The truck will be used as a mobile laboratory where students will have line orders and cook for paying customers, said Brandon Michael, food truck instructor.

“We’re going to be using it for instruction,” he said.

Designed by Michael and Joe Bicket, director of facilities, the food truck has a fryers, steamed tables, refrigerators, freezers, a sandwich and salad prep station, a 24-inch flat-top grill, a ventilation system and a microwave, he said.

“It’s all new and shiny, so that’s really nice,” said Miriam Conroy, department chair of culinary arts. “We had to design for what we’re going to be cooking. We knew we were going to have hot items there.

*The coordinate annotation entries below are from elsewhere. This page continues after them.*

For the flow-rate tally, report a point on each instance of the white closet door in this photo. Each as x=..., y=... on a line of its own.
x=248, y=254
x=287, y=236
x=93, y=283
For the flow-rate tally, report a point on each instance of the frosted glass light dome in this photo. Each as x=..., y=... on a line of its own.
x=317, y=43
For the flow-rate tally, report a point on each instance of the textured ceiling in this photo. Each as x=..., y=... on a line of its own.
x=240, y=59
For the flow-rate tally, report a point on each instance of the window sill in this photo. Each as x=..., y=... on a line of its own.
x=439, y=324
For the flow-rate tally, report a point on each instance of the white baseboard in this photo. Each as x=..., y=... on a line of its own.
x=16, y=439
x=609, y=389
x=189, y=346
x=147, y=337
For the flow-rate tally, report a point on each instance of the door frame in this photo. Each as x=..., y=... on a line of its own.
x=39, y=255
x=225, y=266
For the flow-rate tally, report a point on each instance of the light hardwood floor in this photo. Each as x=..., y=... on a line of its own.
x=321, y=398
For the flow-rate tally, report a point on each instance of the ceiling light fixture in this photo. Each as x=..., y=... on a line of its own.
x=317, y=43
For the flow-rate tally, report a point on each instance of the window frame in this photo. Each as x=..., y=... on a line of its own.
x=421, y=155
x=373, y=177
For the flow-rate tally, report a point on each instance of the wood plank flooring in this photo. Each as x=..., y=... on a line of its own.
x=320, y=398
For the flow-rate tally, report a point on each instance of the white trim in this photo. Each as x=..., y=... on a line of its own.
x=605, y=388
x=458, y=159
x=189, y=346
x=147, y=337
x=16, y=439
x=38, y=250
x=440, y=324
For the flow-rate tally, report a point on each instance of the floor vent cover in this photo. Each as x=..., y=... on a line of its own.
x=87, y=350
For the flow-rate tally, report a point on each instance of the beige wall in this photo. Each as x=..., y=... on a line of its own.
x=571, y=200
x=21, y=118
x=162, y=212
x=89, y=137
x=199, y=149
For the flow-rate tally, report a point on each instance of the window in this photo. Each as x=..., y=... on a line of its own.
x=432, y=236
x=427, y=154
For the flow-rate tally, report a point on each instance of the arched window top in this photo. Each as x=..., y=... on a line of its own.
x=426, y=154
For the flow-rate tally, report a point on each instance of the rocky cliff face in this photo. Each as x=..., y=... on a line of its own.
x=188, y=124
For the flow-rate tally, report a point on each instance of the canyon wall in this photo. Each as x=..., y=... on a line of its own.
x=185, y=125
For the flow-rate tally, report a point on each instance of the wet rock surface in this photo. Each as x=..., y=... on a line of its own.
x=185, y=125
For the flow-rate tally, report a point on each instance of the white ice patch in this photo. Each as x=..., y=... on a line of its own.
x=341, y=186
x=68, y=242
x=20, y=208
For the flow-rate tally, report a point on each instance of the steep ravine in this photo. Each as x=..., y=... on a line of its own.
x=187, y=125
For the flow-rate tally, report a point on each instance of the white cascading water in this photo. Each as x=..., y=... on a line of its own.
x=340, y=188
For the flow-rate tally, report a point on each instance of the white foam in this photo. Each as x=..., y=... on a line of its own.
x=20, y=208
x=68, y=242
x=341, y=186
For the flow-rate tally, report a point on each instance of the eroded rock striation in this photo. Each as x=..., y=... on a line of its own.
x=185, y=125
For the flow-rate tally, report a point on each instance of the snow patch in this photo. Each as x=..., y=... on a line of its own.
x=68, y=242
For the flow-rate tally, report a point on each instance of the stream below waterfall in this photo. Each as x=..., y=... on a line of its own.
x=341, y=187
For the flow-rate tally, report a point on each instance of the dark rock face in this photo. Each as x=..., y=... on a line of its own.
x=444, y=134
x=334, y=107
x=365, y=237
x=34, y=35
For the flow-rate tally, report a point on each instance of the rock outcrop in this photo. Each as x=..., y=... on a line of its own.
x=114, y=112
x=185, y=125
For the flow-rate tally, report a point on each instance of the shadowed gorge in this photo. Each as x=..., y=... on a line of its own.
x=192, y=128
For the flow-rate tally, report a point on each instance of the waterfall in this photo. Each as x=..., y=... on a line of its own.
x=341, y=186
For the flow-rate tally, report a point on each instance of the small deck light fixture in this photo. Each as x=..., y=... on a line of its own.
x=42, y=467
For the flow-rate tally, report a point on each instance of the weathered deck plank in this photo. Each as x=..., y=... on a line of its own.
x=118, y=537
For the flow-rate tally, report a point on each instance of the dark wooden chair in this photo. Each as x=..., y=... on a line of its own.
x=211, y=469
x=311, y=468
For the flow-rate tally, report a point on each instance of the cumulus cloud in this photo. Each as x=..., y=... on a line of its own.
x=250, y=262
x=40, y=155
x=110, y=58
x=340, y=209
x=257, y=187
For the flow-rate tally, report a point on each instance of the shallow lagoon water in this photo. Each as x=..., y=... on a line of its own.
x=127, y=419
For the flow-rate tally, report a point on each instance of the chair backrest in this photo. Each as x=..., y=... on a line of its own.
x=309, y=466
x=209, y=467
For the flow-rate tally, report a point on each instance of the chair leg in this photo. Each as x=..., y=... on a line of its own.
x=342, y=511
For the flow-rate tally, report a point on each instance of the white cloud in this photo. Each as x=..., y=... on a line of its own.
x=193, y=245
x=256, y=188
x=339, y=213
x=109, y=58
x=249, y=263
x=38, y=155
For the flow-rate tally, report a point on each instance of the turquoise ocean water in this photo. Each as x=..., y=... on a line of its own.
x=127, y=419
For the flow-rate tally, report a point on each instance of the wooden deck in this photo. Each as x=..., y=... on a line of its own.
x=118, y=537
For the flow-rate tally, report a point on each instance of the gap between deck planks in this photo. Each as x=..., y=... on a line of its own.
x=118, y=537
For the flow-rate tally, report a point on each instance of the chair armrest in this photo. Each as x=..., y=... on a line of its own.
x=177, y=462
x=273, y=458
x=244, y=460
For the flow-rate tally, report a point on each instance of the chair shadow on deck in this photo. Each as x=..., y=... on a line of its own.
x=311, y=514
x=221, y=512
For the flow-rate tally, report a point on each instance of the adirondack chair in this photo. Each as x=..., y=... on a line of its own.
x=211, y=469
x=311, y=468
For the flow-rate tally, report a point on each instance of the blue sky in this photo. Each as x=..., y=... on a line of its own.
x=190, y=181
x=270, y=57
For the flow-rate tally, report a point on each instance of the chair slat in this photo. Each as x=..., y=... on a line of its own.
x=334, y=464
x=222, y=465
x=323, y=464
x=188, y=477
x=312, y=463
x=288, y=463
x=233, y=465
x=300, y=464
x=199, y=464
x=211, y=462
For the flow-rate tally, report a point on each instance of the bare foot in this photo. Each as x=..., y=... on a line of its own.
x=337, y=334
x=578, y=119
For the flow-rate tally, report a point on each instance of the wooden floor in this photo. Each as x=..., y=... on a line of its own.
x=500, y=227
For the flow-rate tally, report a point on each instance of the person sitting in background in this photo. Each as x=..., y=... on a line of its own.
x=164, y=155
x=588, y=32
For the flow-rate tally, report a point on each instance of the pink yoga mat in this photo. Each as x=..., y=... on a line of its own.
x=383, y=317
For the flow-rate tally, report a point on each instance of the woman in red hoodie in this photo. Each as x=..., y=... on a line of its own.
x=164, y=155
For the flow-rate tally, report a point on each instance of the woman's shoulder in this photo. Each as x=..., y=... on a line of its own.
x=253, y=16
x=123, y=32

We had to make sure that when we were putting it together,we were getting the kind of equipment that students were going to utilize.”

The truck will be used as a marketing tool for the culinary arts program and other programs at Blue Ridge CTC, Michael said.

“We’ll be going around downtown to local businesses, events, fairs — stuff like that,” he said. “We’re getting our students used to the restaurant world.”

Blue Ridge CTC received the truck in December and plans to incorporate it into culinary arts classes by April, Michael said.

“We had it built for us in New Jersey,” he said. “They sent it down to us about two months ago. We’re working on getting the inspection and everything and having it fully operational.”

The truck will be used for the culinary arts program’s catering class, Michael said.

“We’ll be going around and serving a high volume of people, especially if you go to the fairs and local business partners like Procter & Gamble,” he said. “There will be a lot of people at once, so it will be a really good environment for the students to get out there.”

The culinary arts program is sending a survey out to students to help choose what the truck’s menu will be, Michael said.

“I expect we’ll do smoked items, fresh baked cookies and any kind of dessert you can think of,” he said. “Signature sandwiches and salads. We’ll probably have a signature drink, especially in the summertime. Something that people can come back and drink.”

The truck will also be brought to local high schools, Michael said.

“The high school will be more for marketing the college,” Conroy said. “That would be the focus of that — it would be to introduce the high school students to the college through the food truck.”

Owning a food truck is something the culinary arts has been working on for awhile, Conroy said.

“It’s been a trend within the industry,” she said. “The investment in something like this is huge.”

The proceeds from items sold at the food truck will go toward the culinary arts program, Michael said.